Like Lágrima, this transcription is drawn from one or more versions made available by the Biblioteca Nacional de España or Rischel and Birket-Smith Collection of Guitar Music at the Danish Royal Library's National Digital Sheet Music Archive. I've taken the unusual approach of trying to capture note durations accurately. In the time the song was composed, guitar notation was often imprecise, requiring the guitarist to infer when a note was meant to sound longer than notated. For example, you'll often see the second voice in Recuerdos notated entirely as eighth notes. If you actually play it that way, it doesn't sound as full. Instead, I've indicated as much as possible via a third voice when the second voice note should sound longer. Also, I've notated the tremolo more accurately. Tremolos are usually written as a sequence of 16th or 32nd notes, when in actuality the last note in the three-note sequence often has twice the value. This becomes obvious when you enter a traditionally notated tremolo into a MIDI program and play it back. The computer will precisely play the notes for the exact duration and invariably it won't sound right. After you lengthen the trailing tremolo notes that sound longer in reality, the computer playback sounds natural. I don't find the attempt at greater notational accuracy has made the score less readable.

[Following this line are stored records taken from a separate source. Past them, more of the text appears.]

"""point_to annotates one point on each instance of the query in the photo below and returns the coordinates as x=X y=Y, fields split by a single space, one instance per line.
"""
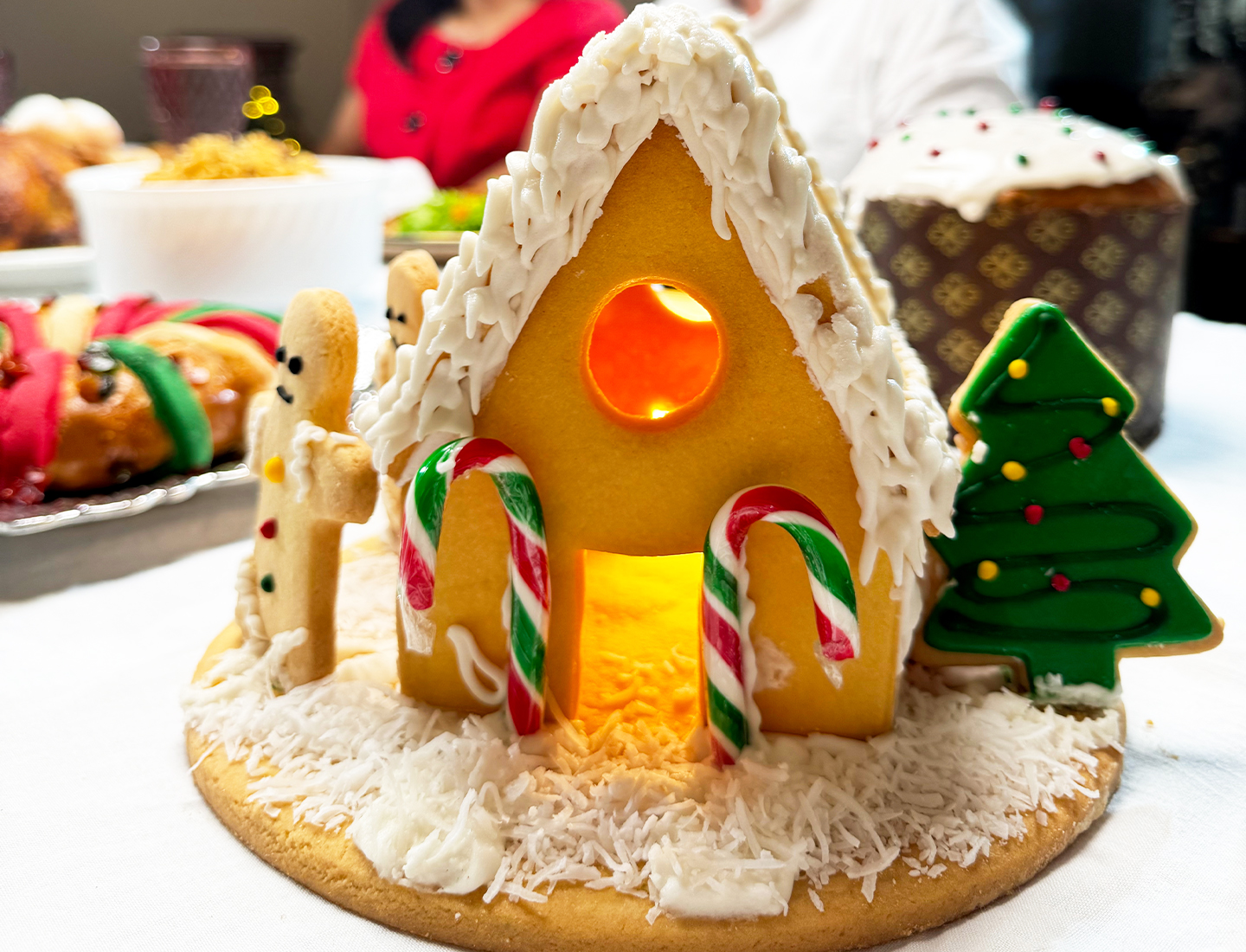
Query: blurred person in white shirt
x=851 y=70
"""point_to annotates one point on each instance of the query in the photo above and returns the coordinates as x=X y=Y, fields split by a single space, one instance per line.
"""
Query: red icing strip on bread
x=29 y=418
x=129 y=314
x=22 y=325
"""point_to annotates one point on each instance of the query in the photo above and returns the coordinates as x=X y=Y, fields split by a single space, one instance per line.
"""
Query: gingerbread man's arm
x=344 y=482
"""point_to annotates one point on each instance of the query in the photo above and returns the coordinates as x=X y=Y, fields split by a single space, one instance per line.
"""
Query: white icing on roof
x=670 y=65
x=963 y=160
x=450 y=802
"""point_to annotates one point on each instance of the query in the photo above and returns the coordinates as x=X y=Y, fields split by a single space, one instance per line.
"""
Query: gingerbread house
x=659 y=312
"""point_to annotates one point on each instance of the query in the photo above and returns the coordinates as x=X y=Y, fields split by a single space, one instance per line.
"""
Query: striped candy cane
x=527 y=566
x=728 y=658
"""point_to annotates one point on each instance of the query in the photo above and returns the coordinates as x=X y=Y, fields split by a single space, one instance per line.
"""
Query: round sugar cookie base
x=581 y=920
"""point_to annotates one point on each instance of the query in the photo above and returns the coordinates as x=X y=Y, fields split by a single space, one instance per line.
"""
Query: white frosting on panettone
x=963 y=160
x=670 y=65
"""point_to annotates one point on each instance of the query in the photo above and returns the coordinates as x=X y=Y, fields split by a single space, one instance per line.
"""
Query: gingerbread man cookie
x=410 y=274
x=314 y=479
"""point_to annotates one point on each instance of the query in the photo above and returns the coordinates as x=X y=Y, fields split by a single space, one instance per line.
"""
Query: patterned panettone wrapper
x=1116 y=274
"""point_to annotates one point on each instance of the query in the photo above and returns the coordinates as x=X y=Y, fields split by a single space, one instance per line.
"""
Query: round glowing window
x=653 y=351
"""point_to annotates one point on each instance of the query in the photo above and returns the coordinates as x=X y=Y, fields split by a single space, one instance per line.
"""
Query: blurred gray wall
x=90 y=48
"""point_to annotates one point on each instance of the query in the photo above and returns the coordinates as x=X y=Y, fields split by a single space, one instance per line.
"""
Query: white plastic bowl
x=248 y=241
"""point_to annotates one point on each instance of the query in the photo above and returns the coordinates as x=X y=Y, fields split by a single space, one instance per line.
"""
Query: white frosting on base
x=1050 y=688
x=952 y=160
x=299 y=467
x=668 y=65
x=719 y=887
x=445 y=801
x=472 y=659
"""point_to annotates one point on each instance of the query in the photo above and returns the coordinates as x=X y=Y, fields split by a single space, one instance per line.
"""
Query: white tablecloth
x=106 y=844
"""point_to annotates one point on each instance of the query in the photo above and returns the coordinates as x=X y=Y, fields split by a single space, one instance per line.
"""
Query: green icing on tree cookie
x=1065 y=540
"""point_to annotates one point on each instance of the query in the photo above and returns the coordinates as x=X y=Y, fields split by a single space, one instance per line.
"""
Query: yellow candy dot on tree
x=1013 y=471
x=274 y=470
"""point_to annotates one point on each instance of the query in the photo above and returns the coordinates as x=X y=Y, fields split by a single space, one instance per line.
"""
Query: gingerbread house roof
x=668 y=65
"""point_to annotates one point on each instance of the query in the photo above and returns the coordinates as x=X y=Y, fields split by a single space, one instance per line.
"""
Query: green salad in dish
x=449 y=211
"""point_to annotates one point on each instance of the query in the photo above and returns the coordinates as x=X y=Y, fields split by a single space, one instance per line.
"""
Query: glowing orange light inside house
x=639 y=645
x=653 y=349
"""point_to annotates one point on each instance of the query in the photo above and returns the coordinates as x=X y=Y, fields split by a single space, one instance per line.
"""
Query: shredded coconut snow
x=446 y=801
x=670 y=65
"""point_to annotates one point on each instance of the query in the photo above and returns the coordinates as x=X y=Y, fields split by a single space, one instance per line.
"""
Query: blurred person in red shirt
x=455 y=82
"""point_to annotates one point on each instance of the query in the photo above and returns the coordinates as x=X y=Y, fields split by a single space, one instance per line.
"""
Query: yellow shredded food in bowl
x=252 y=156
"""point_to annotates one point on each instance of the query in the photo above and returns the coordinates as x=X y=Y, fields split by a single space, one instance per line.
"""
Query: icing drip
x=254 y=425
x=668 y=65
x=305 y=433
x=965 y=160
x=472 y=659
x=247 y=609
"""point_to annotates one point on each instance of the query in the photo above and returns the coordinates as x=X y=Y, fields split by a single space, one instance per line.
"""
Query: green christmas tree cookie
x=1067 y=541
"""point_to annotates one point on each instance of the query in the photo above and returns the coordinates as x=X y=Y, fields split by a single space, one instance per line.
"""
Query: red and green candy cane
x=527 y=567
x=728 y=665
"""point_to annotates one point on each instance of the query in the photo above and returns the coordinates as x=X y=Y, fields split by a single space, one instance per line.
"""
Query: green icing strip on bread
x=175 y=404
x=207 y=308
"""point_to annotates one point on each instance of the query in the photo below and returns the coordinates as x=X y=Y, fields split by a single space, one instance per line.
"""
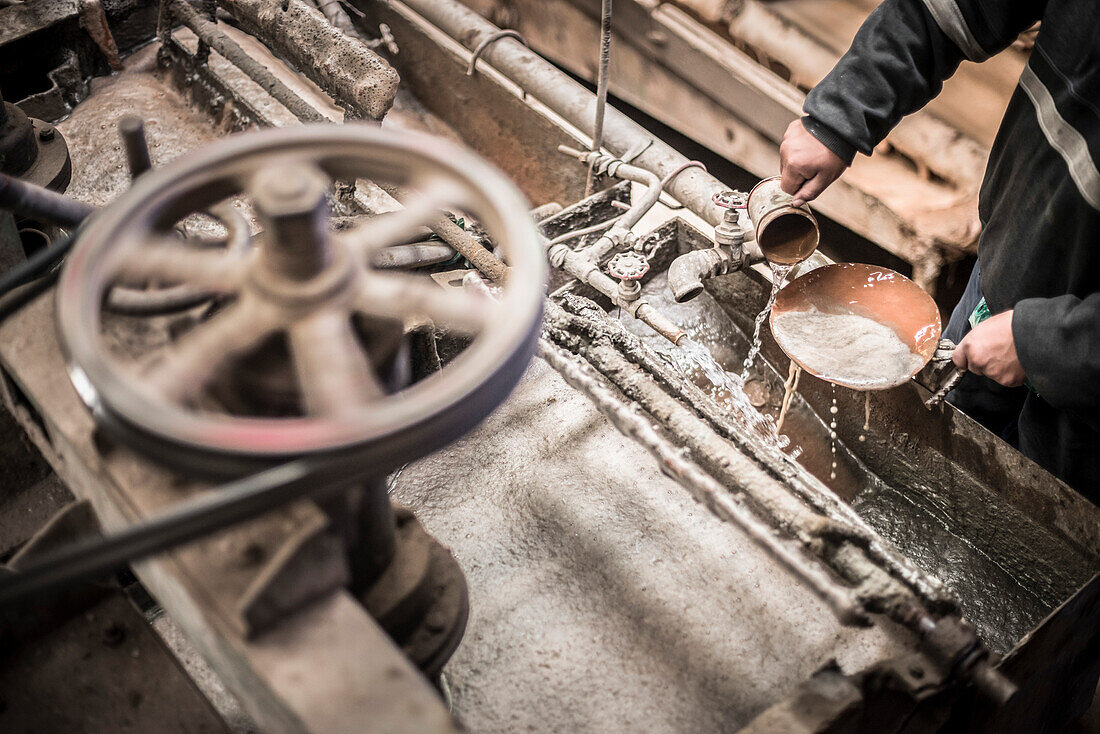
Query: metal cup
x=785 y=234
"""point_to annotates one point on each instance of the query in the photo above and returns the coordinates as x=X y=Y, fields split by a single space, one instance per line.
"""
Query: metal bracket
x=485 y=44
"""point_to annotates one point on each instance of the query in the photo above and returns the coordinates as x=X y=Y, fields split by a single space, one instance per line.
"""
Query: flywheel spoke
x=397 y=227
x=406 y=297
x=333 y=372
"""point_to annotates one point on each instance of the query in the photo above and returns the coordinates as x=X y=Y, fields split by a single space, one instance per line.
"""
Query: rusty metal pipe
x=211 y=35
x=785 y=234
x=340 y=64
x=413 y=255
x=132 y=131
x=688 y=271
x=694 y=187
x=41 y=204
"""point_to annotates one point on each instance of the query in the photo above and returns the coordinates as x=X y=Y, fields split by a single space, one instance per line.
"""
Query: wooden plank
x=488 y=112
x=327 y=668
x=972 y=100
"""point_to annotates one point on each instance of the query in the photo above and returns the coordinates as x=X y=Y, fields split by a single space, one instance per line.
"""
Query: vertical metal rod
x=605 y=58
x=132 y=131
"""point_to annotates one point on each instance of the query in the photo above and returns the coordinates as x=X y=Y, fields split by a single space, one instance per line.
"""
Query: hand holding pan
x=862 y=327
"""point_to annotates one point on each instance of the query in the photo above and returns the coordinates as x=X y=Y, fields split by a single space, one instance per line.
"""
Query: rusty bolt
x=113 y=634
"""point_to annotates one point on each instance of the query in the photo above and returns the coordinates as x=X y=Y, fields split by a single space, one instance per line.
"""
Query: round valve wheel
x=312 y=288
x=628 y=266
x=730 y=199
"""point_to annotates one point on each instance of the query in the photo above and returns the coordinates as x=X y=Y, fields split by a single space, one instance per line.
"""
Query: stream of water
x=1007 y=570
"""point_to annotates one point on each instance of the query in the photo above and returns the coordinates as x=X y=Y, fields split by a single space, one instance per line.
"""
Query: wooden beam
x=328 y=668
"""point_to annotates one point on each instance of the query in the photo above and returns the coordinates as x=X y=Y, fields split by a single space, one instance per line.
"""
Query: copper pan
x=876 y=293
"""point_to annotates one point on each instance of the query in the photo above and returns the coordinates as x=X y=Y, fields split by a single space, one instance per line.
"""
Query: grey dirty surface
x=99 y=167
x=101 y=671
x=603 y=598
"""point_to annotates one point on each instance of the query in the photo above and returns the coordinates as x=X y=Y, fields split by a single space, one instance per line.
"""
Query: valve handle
x=628 y=266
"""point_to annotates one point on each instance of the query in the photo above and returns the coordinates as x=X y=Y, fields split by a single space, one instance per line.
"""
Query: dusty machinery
x=322 y=318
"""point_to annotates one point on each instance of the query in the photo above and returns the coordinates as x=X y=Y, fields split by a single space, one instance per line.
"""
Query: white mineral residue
x=851 y=349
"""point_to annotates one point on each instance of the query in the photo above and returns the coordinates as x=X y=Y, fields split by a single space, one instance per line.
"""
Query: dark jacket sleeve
x=899 y=61
x=1058 y=344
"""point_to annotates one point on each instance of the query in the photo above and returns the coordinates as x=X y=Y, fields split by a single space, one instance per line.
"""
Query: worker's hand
x=990 y=350
x=806 y=167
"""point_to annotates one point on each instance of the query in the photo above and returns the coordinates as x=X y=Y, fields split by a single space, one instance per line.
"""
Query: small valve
x=730 y=199
x=628 y=265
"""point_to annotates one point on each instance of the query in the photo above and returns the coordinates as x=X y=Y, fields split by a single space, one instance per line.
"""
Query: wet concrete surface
x=602 y=596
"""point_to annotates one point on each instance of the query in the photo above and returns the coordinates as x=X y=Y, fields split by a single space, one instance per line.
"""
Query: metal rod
x=212 y=511
x=37 y=203
x=132 y=131
x=211 y=35
x=572 y=101
x=605 y=59
x=471 y=249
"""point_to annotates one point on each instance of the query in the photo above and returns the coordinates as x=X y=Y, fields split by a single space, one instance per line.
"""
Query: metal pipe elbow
x=688 y=272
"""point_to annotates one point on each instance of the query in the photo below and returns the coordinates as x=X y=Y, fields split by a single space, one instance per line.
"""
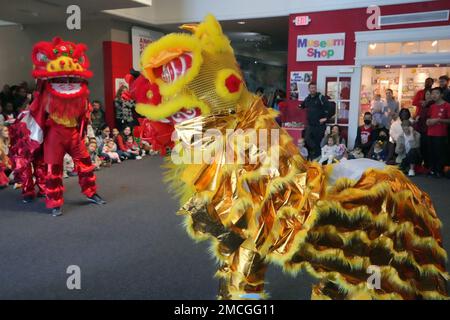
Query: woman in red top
x=121 y=143
x=437 y=122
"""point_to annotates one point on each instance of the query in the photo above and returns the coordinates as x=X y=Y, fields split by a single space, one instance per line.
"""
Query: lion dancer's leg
x=23 y=174
x=40 y=173
x=54 y=188
x=86 y=176
x=84 y=168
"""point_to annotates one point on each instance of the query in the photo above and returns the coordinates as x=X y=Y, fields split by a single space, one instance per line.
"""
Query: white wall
x=15 y=55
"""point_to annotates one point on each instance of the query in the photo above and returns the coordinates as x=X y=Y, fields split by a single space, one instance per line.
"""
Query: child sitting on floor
x=92 y=149
x=133 y=147
x=110 y=149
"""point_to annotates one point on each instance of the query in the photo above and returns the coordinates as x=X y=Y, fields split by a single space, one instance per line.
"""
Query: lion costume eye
x=41 y=57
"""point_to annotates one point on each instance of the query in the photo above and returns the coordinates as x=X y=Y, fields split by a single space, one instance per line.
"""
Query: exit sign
x=301 y=20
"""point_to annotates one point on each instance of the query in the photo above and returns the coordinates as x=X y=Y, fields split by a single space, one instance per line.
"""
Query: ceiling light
x=145 y=2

To avoid a non-interpretive pause when shifting your left hand from the A chord in the ninth position at the end of measure 13 to the inverted A7 chord in the seventh position at the beginning of measure 14, keep finger 2 on the second string as you move it from the tenth fret to the eighth fret. At the same time start placing finger 3 in position to strike the opening C♯ bass note on the sixth string. As you strike the C♯, place finger 1 on the A on the fourth string. As you strike the A, place finger 4 on the E on the third string.

The key to avoiding non-interpretive pauses when facing awkward position changes is to move your fingers into place as you are playing instead of pre-positioning all the fingers before you play the first note.

Revision History

Respaced staff systems for improved legibility.


Changed end ritardando and dynamics in final measures to match those in the 1908 Idelfonso Alier edition.


Changed measures 15 and 16 to use first position for D minor. The change allows the open D to sound for the entire duration of measure 15 and places the left hand in position for measures 17 and 18.


Removed half-barre from measures 37 and 56.


Removed half-barre from measures 38–39 and changed fingering accordingly. Measures 38–42 are the same as measures 46–50 and may as well be played the same for mnemonic facility. There's no reason to continue the half-barre from measure 35 when you can position your fingers where they'll need to be for measure 40.

[1] John Williams: The Seville Concert and the Film Profile, 1993.

[2] Conxa is the Catalan spelling. The name is Concha in Castilian.

[3] I believe he tells the story in a video version of his Pumping Nylon book.